Terraform, Google Cloud And Kubernetes
I've been hacking about with automated infrastructure setup a lot lately. The two tools I've focused on the most are NixOps and Terraform. This post is about the use of terraform on Google Cloud Platform (GCP) to create and manage a Kubernetes Container Cluster.
Setup
Before we begin, if you want to run any of the code, you'll need an account on google cloud. If you do not know what either GCP, Terraform or Kubernetes are you should follow those links. Note that you will also need the google cloud sdk (as we will be using the gcloud
cli) and also the kubernetes cli, kubectl. Once you are ready, you will need to create an auth json file as described here, and that should be everything you need to proceed.
Terraform Google Cloud Provider
Terraform's Google Cloud provider covers a lot of the functionality of GCP. It also has a backend for storing state on Google Cloud Storage (GCS). By default terraform will store the state locally, so this backend is not required, but it is good practice 1.
Let's set up our backend to store terraforms state on GCS. In a file called backend.tf
:
terraform {
backend "gcs" {
bucket = "my-bucket"
path = "my-folder/cluster-infra/terraform.tfstate"
project = "my-project"
}
}
This tells terraform it should store and lookup state in GCS in the project my-project
, a bucket within that project, my-bucket
, and the path my-folder/cluster-infra/terraform.tfstate
within that bucket. You need to make sure this project, bucket and path exist. Just a few more lines, and we can build our cluster!
Cluster Definition
The definition for the Container Cluster itself is quite short. Let's create another file called init.tf
.
provider "google" {
region = "${var.region}"
project = "${var.project}"
}
resource "google_container_cluster" "primary" {
name = "test-cluster"
zone = "${var.zone}"
initial_node_count = 3
master_auth {
username = "${var.kube_username}"
password = "${var.kube_password}"
}
node_config {
oauth_scopes = [
"https://www.googleapis.com/auth/compute",
"https://www.googleapis.com/auth/devstorage.read_only",
"https://www.googleapis.com/auth/logging.write",
"https://www.googleapis.com/auth/monitoring",
]
}
}
That's it! This will build a three node kubernetes container cluster. Breaking it down:
provider "google"
: this says we want to use the Google Cloud Provider.region
: the region to spin up our resources.project
: the project our resources should live within.

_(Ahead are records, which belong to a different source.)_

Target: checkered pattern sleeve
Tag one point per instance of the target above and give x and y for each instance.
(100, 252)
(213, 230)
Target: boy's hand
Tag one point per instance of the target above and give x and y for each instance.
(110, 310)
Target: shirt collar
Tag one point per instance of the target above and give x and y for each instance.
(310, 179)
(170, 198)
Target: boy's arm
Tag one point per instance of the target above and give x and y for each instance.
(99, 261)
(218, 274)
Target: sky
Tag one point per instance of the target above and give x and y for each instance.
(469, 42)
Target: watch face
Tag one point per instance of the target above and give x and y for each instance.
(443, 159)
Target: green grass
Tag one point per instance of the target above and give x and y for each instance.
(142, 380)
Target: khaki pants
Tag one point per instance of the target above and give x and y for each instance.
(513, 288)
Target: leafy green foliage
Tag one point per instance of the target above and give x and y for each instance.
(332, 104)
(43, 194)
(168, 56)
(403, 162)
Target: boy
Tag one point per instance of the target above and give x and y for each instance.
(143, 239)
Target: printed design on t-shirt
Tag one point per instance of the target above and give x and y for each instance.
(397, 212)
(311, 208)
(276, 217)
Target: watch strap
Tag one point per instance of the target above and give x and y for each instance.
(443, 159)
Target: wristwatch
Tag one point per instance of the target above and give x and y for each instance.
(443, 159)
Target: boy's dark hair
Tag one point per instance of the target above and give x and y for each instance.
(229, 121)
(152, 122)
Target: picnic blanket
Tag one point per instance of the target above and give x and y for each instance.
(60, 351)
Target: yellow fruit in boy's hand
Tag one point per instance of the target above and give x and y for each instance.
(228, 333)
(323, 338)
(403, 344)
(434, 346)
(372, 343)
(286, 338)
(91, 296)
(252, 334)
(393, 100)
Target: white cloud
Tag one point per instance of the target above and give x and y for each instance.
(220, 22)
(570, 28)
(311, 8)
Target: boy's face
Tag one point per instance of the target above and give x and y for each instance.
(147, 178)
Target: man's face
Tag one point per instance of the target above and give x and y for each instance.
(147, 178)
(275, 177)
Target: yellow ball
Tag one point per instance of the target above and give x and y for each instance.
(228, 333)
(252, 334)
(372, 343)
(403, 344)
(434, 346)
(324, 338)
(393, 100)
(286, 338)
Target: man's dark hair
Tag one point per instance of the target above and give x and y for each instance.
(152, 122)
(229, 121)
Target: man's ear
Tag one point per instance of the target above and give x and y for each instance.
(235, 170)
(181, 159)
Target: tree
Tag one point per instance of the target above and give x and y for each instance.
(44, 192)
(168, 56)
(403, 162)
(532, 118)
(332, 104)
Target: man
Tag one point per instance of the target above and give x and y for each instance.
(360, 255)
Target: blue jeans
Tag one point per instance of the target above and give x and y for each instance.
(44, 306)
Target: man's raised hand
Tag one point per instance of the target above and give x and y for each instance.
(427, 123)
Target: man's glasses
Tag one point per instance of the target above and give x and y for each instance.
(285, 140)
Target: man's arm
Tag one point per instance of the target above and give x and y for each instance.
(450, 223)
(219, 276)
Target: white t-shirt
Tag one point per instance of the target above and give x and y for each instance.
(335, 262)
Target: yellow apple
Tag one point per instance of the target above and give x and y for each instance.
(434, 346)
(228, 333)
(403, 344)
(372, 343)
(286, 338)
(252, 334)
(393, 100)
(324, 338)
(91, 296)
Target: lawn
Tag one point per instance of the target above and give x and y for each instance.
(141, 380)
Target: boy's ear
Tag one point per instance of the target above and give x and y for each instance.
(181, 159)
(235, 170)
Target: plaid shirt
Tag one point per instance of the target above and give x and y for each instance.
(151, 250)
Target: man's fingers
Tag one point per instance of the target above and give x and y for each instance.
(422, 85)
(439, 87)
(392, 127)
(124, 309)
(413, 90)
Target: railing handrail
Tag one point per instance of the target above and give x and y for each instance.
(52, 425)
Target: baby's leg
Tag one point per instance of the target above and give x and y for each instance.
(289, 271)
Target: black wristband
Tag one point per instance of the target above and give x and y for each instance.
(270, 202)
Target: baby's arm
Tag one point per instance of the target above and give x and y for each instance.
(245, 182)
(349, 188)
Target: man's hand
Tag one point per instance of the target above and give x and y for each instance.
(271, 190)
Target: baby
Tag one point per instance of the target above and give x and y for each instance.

resource "google_container_cluster" "primary"
2: create a google_container_cluster that can be referenced from other terraform resources but the nameprimary
.name
: the name of this cluster within google cloud.zone
: the zone in the region we specified in our provider to spin up these resources.initial_node_count
: the number of nodes in this cluster.master_auth
: the credentials we can use to access the kubernetes clusternode_config
: the machine type and image used for all nodes, here we just define oauth_scopes.
Variables
In the above configs you probably noticed ${var.something}
in a few places. Values for these variables can be loaded into the config when launching terraform in multiple ways 3. For this post I'll go the variable files route. First create a variables.tf
with the following definitions:
variable "project" {}
variable "region" {}
variable "zone" {}
variable "kube_username" {}
variable "kube_password" {}
Now, create a file terraform.tfvars
with the following key/value pairs:
project = "my-project"
region = "europe-west1"
zone = "europe-west1-b"
kube_username = "testuser"
kube_password = "testpassword"
Launching Our Cluster
Let's put everything together and launch our cluster! You should have the following four files:
$ ls
backend.tf init.tf terraform.tfvars variables.tf
There is one more step before we can launch. If you try to run terraform apply
or terraform plan
you will get the following error:
$ terraform plan
Backend reinitialization required. Please run "terraform init".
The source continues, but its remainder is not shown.